The Kingdom of God coming near isn’t a net lowered from heaven to scoop the faithful up to heaven.  The Kingdom of God is THIS world... OUR world, drown to the way it currently works and raised to once again work the way God created it to work in the beginning.  It’s Mary’s Magnificat God's vision of the world that Mary proclaimed... becoming a reality in our world.  It’s the proud scattered in their plans, the powerful brought down from their thrones, the lowly lifted up, the hungry filled with good things and the rich sent away empty.  

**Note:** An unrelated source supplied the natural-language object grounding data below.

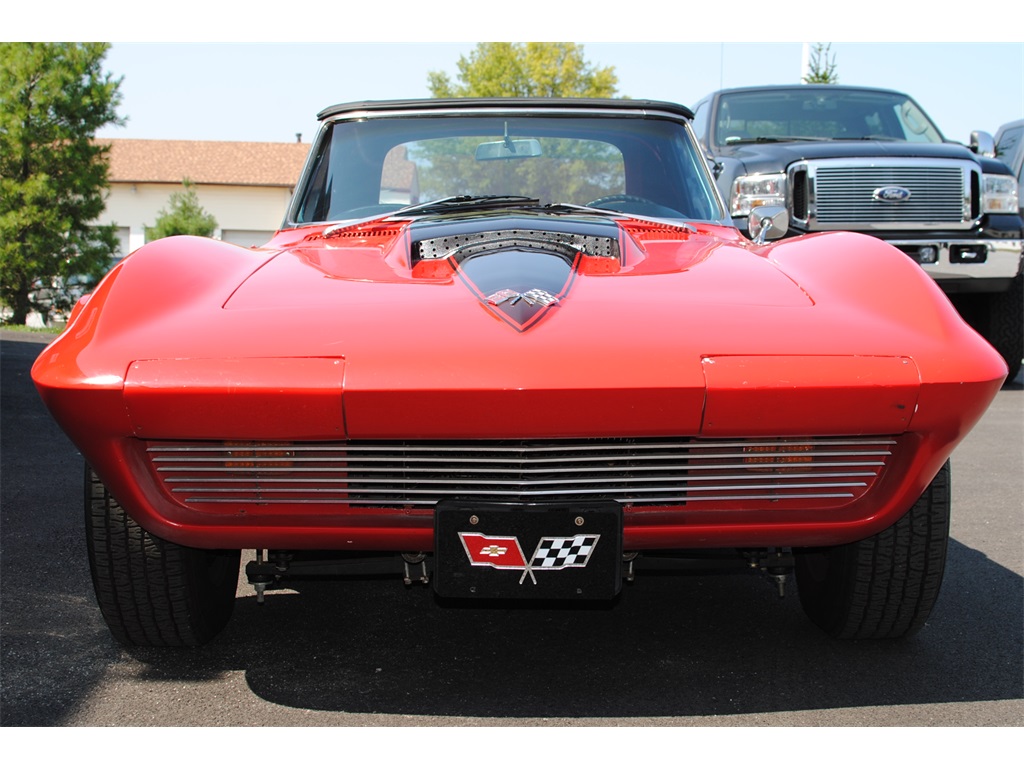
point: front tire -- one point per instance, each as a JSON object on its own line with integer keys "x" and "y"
{"x": 885, "y": 586}
{"x": 152, "y": 592}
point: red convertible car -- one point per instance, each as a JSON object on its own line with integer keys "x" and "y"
{"x": 515, "y": 348}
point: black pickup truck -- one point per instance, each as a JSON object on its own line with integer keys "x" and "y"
{"x": 870, "y": 160}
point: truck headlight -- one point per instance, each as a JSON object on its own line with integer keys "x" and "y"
{"x": 999, "y": 194}
{"x": 759, "y": 189}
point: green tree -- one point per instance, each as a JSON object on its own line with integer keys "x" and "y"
{"x": 53, "y": 174}
{"x": 821, "y": 68}
{"x": 566, "y": 170}
{"x": 183, "y": 216}
{"x": 543, "y": 70}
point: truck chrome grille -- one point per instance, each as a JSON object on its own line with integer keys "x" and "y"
{"x": 832, "y": 195}
{"x": 647, "y": 472}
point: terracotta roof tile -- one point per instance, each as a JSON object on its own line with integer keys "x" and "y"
{"x": 237, "y": 163}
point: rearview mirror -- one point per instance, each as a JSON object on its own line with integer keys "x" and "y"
{"x": 509, "y": 150}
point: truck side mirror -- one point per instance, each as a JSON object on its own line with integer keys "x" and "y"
{"x": 767, "y": 222}
{"x": 982, "y": 143}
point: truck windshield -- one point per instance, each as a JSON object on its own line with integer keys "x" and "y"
{"x": 820, "y": 114}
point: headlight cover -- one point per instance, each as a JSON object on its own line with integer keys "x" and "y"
{"x": 1000, "y": 194}
{"x": 758, "y": 189}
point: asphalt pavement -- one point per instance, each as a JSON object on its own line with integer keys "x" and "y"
{"x": 675, "y": 649}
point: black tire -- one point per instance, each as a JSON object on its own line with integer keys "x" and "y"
{"x": 999, "y": 318}
{"x": 1006, "y": 325}
{"x": 885, "y": 586}
{"x": 153, "y": 592}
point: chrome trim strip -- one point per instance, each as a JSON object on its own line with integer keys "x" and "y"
{"x": 635, "y": 472}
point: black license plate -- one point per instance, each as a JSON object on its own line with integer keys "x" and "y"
{"x": 527, "y": 551}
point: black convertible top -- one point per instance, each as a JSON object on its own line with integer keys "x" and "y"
{"x": 509, "y": 103}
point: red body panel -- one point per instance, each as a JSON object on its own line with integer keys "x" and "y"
{"x": 688, "y": 334}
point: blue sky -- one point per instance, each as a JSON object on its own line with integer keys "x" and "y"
{"x": 221, "y": 85}
{"x": 269, "y": 92}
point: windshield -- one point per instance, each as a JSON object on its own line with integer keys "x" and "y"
{"x": 375, "y": 166}
{"x": 814, "y": 114}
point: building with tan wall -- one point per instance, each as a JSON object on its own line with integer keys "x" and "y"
{"x": 246, "y": 185}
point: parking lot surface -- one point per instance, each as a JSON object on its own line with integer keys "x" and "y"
{"x": 675, "y": 649}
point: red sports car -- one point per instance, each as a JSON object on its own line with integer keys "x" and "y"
{"x": 515, "y": 348}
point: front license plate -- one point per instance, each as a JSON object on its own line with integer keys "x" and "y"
{"x": 527, "y": 551}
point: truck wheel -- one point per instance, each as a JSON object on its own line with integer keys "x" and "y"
{"x": 885, "y": 586}
{"x": 153, "y": 592}
{"x": 1006, "y": 325}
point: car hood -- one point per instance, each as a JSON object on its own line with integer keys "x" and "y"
{"x": 516, "y": 268}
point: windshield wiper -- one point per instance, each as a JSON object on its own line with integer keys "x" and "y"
{"x": 467, "y": 202}
{"x": 772, "y": 139}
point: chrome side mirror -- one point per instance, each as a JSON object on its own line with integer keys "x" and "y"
{"x": 768, "y": 222}
{"x": 982, "y": 143}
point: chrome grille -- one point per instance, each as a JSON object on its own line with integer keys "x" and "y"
{"x": 644, "y": 472}
{"x": 840, "y": 195}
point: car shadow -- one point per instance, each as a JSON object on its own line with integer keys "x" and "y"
{"x": 672, "y": 645}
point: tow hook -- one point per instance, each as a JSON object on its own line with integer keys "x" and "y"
{"x": 261, "y": 577}
{"x": 628, "y": 559}
{"x": 415, "y": 558}
{"x": 775, "y": 565}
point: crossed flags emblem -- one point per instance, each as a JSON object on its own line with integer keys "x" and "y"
{"x": 552, "y": 553}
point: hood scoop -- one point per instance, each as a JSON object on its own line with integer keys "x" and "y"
{"x": 520, "y": 275}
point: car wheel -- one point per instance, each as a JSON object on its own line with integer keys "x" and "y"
{"x": 153, "y": 592}
{"x": 885, "y": 586}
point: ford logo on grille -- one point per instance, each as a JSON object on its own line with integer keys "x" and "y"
{"x": 891, "y": 194}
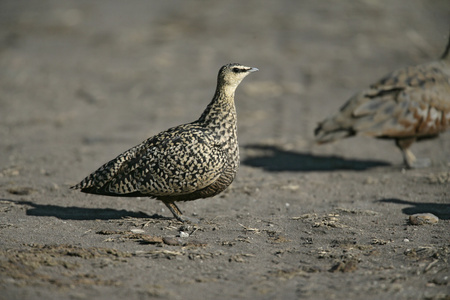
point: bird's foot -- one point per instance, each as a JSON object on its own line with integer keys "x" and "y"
{"x": 419, "y": 163}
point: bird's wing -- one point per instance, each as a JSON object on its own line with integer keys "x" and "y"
{"x": 171, "y": 163}
{"x": 408, "y": 102}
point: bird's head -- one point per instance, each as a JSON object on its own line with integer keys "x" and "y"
{"x": 232, "y": 74}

Jesus was calling the disciples to follow a path that would seek to change the way the world worked which sounds nice, but it was a path that had already landed John the Baptist in jail.  He was calling them to follow The Way, which sounds good, but The Way leads to the cross.  He was calling them to “fish for people” which sounds nice, but wasn’t ever about “saving souls” but was actually a reference to the passages in Jeremiah, Amos and Ezekiel where “hooking fish” is code for bringing judgement against the rich and powerful.  Jesus wasn’t asking them to help guide a few people to escape this world and “get to heaven,” Jesus was asking them to join him in God's revolution!   

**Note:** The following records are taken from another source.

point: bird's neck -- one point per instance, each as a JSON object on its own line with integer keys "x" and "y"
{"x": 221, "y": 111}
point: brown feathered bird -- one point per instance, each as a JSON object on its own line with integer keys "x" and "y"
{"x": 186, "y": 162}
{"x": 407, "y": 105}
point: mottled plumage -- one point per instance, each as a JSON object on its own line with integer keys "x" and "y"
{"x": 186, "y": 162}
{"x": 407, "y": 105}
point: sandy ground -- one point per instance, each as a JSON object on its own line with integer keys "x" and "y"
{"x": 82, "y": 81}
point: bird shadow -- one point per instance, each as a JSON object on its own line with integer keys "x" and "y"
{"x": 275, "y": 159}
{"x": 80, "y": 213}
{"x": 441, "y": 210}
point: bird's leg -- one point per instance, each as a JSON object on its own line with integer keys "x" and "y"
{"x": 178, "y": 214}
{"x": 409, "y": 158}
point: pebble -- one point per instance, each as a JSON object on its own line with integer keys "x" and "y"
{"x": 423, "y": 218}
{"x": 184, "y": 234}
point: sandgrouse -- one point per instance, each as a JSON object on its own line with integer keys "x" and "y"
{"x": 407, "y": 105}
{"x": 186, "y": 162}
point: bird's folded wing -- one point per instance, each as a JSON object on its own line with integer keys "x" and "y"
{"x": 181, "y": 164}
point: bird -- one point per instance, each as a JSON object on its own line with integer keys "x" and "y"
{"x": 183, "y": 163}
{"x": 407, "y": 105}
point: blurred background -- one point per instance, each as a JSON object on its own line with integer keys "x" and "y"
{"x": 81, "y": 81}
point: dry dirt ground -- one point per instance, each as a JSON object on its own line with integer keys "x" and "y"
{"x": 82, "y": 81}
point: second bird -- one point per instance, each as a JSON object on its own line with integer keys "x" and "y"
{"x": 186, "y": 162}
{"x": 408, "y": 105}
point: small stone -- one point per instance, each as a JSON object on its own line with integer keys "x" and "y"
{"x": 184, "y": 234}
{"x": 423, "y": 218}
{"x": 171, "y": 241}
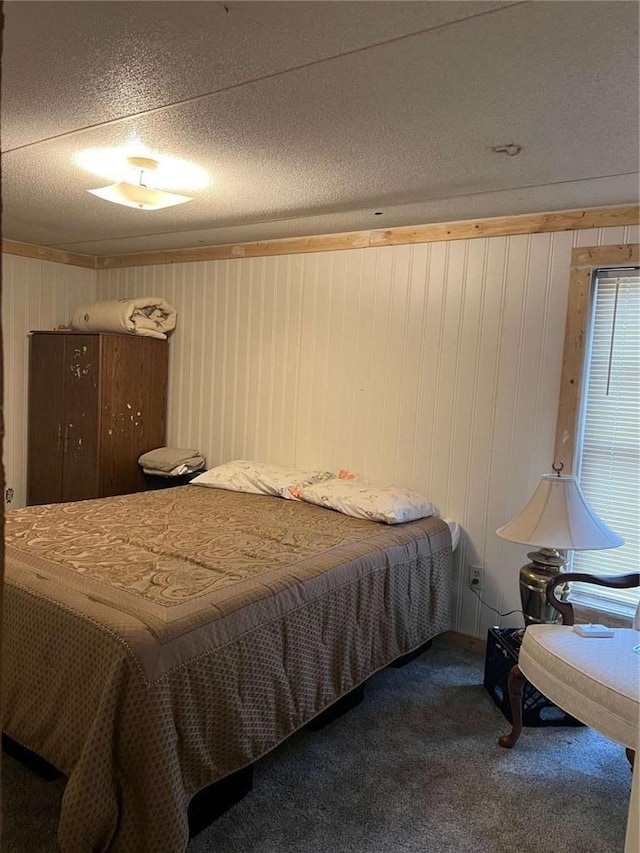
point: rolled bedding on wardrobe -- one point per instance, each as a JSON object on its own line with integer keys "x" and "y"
{"x": 150, "y": 316}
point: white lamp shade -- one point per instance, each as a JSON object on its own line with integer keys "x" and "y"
{"x": 558, "y": 516}
{"x": 143, "y": 198}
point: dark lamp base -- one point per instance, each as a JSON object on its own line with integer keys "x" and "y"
{"x": 534, "y": 578}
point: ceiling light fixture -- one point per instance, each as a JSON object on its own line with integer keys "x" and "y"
{"x": 139, "y": 195}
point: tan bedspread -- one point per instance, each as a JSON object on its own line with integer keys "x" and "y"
{"x": 157, "y": 642}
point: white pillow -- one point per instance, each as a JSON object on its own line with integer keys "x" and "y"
{"x": 259, "y": 478}
{"x": 361, "y": 498}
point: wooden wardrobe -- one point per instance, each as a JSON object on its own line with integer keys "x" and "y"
{"x": 96, "y": 402}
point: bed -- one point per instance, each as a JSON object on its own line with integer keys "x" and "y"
{"x": 158, "y": 642}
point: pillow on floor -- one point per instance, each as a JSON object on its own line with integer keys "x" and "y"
{"x": 259, "y": 478}
{"x": 362, "y": 498}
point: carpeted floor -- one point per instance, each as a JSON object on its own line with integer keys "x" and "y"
{"x": 414, "y": 769}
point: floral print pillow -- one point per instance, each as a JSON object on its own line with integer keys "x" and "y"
{"x": 361, "y": 498}
{"x": 259, "y": 478}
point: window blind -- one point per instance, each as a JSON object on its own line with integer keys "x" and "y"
{"x": 609, "y": 444}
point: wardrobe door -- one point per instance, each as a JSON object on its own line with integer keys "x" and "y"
{"x": 133, "y": 409}
{"x": 46, "y": 418}
{"x": 81, "y": 378}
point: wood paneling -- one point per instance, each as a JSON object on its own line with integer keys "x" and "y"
{"x": 45, "y": 253}
{"x": 536, "y": 223}
{"x": 433, "y": 365}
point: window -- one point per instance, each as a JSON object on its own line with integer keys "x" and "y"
{"x": 609, "y": 437}
{"x": 599, "y": 419}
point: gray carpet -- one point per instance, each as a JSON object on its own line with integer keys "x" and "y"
{"x": 414, "y": 769}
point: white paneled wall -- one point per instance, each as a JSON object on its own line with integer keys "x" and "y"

You see, the twin miracles of this story are that FIRST, Jesus was able to get fishermen to follow him along The Way.  Fishermen... people who are only slightly less stubborn and set in their ways than Lutherans and Episcopalians!  Jesus was able to get THEM to follow him... THAT was the first miracle!  The second miracle though, is that Jesus got them to follow him, not to something easy, shiny, comfortable or familiar, but that Jesus got them to follow him on The Way... The Way to join in God’s revolution... The Way to change the social and political reality of the world... The Way which led Jesus to the Cross. 

Jesus doesn’t invite us to follow so that we might “get saved”... Jesus is calling you and me to follow The Way and The Way is a path that calls us to die... like John the Baptist, like Jesus, like Simon, Andrew, James and John.  It is the path that we celebrate in the waters of Baptism, where our former lives... our lives that lean on power, wealth, privilege and power are drown and remain there at the bottom of the font while our new lives are raised to live in a new way a way of peace, justice, compassion and generosity right here in THIS world.  It is a path that calls us to die to ourselves and our personal wants, desires, privileges and preferences and then rise to be a part of bringing in the Kingdom of God... our world made over into the world God intended it to be in Creation.  

In this story, Jesus has asked us to leave what we know and love and all that we find familiar and comfortable.  THEN he asks us to follow him on a path, not to a comfortable escape, but to revolution... to daily die to the ways of the world and rise... rise and live as if the Kingdom of God was fully here... while all around us it is all too clear that it still has a long way to come.  What Jesus is asking us is going to take not just one miracle... but two!  The Good News is that Jesus has already worked those miracles in each and every one of us, right there in the waters of Baptism… now our calling is, together, to put one foot in front of the other along that Way, in that Truth and toward that Life!  Amen.